The “moderation” in the GOP that conservatives attack and the MSM applauds will look very different if Republicans are no longer faced with immovable Democratic opposition at either end of Pennsylvania Avenue. This should have been made plain back in the summer of 2012, when plans for a post-election conservative policy blitz utilizing the budget reconciliation process–which disposes of filibusters–were circulating on the breeze of GOP hopes that Mitt Romney would win and inherit a Republican-controlled Senate as well.

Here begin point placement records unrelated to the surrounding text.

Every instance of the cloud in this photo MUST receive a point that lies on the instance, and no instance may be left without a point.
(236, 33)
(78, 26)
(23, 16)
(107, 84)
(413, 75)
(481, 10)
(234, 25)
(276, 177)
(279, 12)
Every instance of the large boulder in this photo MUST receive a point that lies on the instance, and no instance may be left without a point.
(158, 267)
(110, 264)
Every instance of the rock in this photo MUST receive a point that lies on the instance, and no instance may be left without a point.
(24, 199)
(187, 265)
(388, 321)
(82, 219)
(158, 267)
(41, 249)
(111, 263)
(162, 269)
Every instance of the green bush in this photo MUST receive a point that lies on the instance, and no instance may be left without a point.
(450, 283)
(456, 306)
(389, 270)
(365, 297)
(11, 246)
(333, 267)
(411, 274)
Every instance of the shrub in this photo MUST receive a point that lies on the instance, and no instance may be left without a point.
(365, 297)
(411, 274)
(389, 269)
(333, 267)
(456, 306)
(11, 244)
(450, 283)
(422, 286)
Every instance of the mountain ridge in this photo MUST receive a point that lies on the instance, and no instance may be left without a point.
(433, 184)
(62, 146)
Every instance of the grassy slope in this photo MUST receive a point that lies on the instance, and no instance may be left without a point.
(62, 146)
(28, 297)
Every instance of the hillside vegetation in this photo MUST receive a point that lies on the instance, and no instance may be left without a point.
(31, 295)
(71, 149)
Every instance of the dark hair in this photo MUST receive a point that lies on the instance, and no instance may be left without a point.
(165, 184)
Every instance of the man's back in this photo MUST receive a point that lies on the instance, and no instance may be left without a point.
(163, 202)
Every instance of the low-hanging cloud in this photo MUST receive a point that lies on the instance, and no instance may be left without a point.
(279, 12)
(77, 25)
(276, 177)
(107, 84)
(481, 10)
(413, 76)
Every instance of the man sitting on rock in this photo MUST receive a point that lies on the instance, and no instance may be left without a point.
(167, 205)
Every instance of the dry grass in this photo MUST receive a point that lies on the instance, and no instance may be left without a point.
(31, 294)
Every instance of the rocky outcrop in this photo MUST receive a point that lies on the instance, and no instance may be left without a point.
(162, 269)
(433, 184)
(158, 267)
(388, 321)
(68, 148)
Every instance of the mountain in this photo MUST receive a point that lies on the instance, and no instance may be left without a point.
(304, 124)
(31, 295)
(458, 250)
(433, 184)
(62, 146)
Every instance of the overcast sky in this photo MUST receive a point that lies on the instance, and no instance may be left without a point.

Since then the targets of such a single-party offensive have only grown: presidential executive orders on carbon emissions and immigration; Obama diplomatic efforts; the Obama “tilt” in judicial appointments; along with such hardy perennials as Obamacare, the New Deal and Great Society entitlement programs, and progressive taxation. And without question, the “treachery” of John Roberts has ensured that conservative litmus tests for the Supreme Court will be stricter and more focused on purely predictable conservative policy outcomes than ever before.
If, of course, Republicans lose a third consecutive presidential election, the current battles over strategy and tactics might reemerge with a vengeance, as conservatives grow frantic over the frightful damage being done to the America of their imagination by the free-spending, tyrannical, Muslim-loving, race-card-playing and baby-killing Democrats who somehow keep getting elected. And at that point pragmatic Republicans may become truly, not just strategically, moderate in counseling their compatriots that it’s time to stop pursuing the fever dreams of the Goldwater campaign.

It’s just another indicator that this is going to be a very, very high-stakes election in 2016.